La généralisation de la limitation à 30 km/h en ville : après Paris, Lille et Rennes, qui sera la prochaine ?
En France, nombreuses sont les villes qui ont réduit la vitesse urbaine à 30 km/h il y a quelques années, tandis que d'autres envisagent de faire de même. Est-ce dans un but économique ou écologique ? Penchons-nous sur la question.
TL;DR
- Plusieurs villes françaises ont réduit la vitesse à 30km/h.
- Les objectifs sont multiples : sécurité, nuisances sonores, partage de l’espace.
- La mesure est sujette à débat entre différents usagers.
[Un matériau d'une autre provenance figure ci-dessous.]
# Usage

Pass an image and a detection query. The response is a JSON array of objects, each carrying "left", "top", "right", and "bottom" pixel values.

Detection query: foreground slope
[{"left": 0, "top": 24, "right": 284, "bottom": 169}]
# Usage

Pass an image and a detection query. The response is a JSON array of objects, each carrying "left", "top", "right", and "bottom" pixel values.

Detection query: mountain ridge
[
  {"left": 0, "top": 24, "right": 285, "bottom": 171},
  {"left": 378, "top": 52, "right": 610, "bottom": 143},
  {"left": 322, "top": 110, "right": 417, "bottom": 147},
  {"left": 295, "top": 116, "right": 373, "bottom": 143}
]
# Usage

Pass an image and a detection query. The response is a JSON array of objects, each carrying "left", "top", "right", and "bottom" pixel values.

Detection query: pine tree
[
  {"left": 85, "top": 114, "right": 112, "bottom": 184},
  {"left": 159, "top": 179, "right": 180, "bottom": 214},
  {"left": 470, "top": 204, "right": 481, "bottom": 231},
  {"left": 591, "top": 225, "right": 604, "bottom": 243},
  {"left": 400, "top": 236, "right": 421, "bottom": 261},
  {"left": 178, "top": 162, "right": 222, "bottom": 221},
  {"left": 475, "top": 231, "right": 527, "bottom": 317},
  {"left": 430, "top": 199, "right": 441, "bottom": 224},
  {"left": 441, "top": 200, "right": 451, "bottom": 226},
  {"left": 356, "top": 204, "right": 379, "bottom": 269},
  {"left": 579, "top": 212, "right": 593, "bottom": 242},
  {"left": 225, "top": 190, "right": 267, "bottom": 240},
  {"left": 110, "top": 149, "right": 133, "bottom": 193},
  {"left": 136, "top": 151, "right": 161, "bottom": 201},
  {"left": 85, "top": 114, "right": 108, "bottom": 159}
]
La réduction de la vitesse en ville : une tendance qui s’accélère
L’idée de réduire la vitesse en ville à 30 km/h a déjà été adoptée par plusieurs villes de France. Une pétition lancée par la Prévention Routière a recueilli près de 3 000 signatures, suggérant une tendance croissante. Cependant, cette mesure est loin de faire l’unanimité.
Les objectifs de cette mesure
La réduction de la vitesse en ville vise plusieurs objectifs. D’une part, il s’agit d’améliorer la sécurité routière. D’après la Prévention Routière, le passage de 50 à 30 km/h pourrait avoir « un impact sur le nombre d’accidents et sur leur gravité ». D’autre part, il s’agit de réduire les nuisances sonores. En effet, « une réduction de 20 km/h de la vitesse des usagers de la route permet de diviser par deux le bruit aux abords des voies de circulation », affirme la municipalité de Paris. Enfin, cette mesure vise à permettre une meilleure cohabitation entre les différentes formes de mobilité.
Des avis partagés
La mise en place de cette mesure suscite des réactions mitigées. L’association Rayons d’action salue cette initiative qui offre, selon elle, plus de visibilité et de temps de réaction aux automobilistes. Cependant, la ligue de défense des conducteurs s’oppose à cette mesure, estimant qu’elle serait « contre-productive au niveau de la sécurité et un véritable atout pour les radars automatiques ».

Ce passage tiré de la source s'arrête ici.